# Dice Detection Project
Dice detection project for Computer Vision (include description)

## 1. Import Dependencies

In [None]:
import os
import shutil
from concurrent.futures import ThreadPoolExecutor

import kagglehub
from ultralytics import YOLO

import numpy as np
import pandas as pd
import matplotlib.pyplot as plt
import cv2
from PIL import Image

Project constants

In [None]:
path = kagglehub.dataset_download("nellbyler/d6-dice")
print("Path to dataset files:", path)

# ANNOTATION_PATH = path + "/d6-dice/Annotations"
# IMAGE_PATH = path + "/d6-dice/Images"

ANNOTATION_PATH = os.path.join(path, "d6-dice", "Annotations")
IMAGE_PATH = os.path.join(path, "d6-dice", "Images")

# windows delim
split_char = '\\'

# linux delim
#split_char = '/'

## 2. Split data into train/test/validation

In [None]:
anotation_files = []
for dir,_,files in os.walk(ANNOTATION_PATH):
    for filename in files:
        if filename[-4:] == '.txt':
            anotation_files += [(os.path.join(dir,filename))]

# remove classes.txt file from image pool
anotation_files.pop(0)

# 70/15/15 train-test split
train_ratio = .7
test_ratio = (1.0 - train_ratio) / 2
valid_ratio = test_ratio

SIZE = len(anotation_files)
N = list(range(SIZE))

train_size = int(SIZE * train_ratio)
test_size = int(SIZE * test_ratio)
valid_size = int(SIZE * valid_ratio)

# Add any files that might have been accidentally skipped to the train set
while((train_size + test_size + valid_size) < len(anotation_files)):
    train_size += 1

print(train_size)
print(test_size)
print(valid_size)
print(len(anotation_files))

## 3. Organize and prep data for YOLO

In [None]:
# Create directories if they don't exist
os.makedirs('datasets/train/images', exist_ok=True)
os.makedirs('datasets/train/labels', exist_ok=True)

os.makedirs('datasets/test/images', exist_ok=True)
os.makedirs('datasets/test/labels', exist_ok=True)

os.makedirs('datasets/valid/images', exist_ok=True)
os.makedirs('datasets/valid/labels', exist_ok=True)
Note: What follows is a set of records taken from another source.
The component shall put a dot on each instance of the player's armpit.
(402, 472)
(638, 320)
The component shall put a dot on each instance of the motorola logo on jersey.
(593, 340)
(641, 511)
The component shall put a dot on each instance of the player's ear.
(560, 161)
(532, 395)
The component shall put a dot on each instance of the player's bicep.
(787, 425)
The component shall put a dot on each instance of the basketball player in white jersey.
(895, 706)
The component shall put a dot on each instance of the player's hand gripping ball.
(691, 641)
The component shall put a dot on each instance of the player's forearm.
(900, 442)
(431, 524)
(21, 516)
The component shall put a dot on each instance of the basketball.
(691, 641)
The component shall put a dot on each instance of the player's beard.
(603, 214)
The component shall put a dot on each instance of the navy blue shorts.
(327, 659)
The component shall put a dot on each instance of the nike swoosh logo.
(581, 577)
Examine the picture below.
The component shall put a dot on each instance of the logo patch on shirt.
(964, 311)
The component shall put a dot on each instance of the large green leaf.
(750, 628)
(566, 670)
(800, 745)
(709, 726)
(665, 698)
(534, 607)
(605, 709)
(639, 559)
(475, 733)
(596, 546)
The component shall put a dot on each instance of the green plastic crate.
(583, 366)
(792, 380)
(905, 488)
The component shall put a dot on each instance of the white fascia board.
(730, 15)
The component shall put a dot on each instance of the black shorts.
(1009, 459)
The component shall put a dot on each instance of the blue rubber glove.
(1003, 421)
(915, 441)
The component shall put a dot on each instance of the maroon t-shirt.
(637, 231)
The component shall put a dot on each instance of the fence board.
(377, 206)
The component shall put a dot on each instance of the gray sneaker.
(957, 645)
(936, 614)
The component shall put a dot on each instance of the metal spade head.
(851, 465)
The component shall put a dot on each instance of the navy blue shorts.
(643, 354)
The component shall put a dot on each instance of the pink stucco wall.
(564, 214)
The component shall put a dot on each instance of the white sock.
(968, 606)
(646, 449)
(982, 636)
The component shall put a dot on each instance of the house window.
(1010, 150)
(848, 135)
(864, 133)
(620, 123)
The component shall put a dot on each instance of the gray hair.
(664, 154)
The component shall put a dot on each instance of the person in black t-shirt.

# helper to organize files into their respective directories
def copy_files(i, dir, ano_files):
    # get the image filename
    ano_file = ano_files[i]
    img_file = ano_file.split(split_char)[-1][0:-4] + '.jpg'

    # copy into folders
    shutil.copy(ano_file, dir + '/labels')
    shutil.copy(os.path.join(IMAGE_PATH, img_file), os.path.join(dir + '/images/', img_file))

# copy image and label files into local directories
for i in range(train_size):
    copy_files(i, './datasets/train', anotation_files)

test_start = train_size + valid_size
test_end = test_start + test_size
for i in range(test_start, test_end):
    copy_files(i, './datasets/test', anotation_files)


valid_start = train_size
valid_end = valid_start + valid_size
for i in range(valid_start, valid_end):
    copy_files(i, './datasets/valid', anotation_files)

In [None]:
import yaml

source_path = current_directory = os.getcwd()

train_path = os.path.join(source_path, "datasets", "train")
test_path = os.path.join(source_path, "datasets", "test")
valid_path = os.path.join(source_path, "datasets", "valid")

data_yaml = dict(
    train = train_path,
    test = test_path,
    val = valid_path,
    
    nc = 6,
    names = list('123456'),
    device = 'cpu'
)

with open('data.yaml', 'w') as outfile:
    yaml.dump(data_yaml, outfile, default_flow_style=True)

In [None]:
# load model
model = YOLO("yolo11x.pt")  # build from YAML and transfer weights

## 4. Train Model

In [None]:
train_results = model.train(
    data = "./data.yaml",
    epochs = 12,
    imgsz = 480
)

## 5. Masking

In [None]:
pred_dataset_path = kagglehub.dataset_download("koryakinp/d6-dices-images")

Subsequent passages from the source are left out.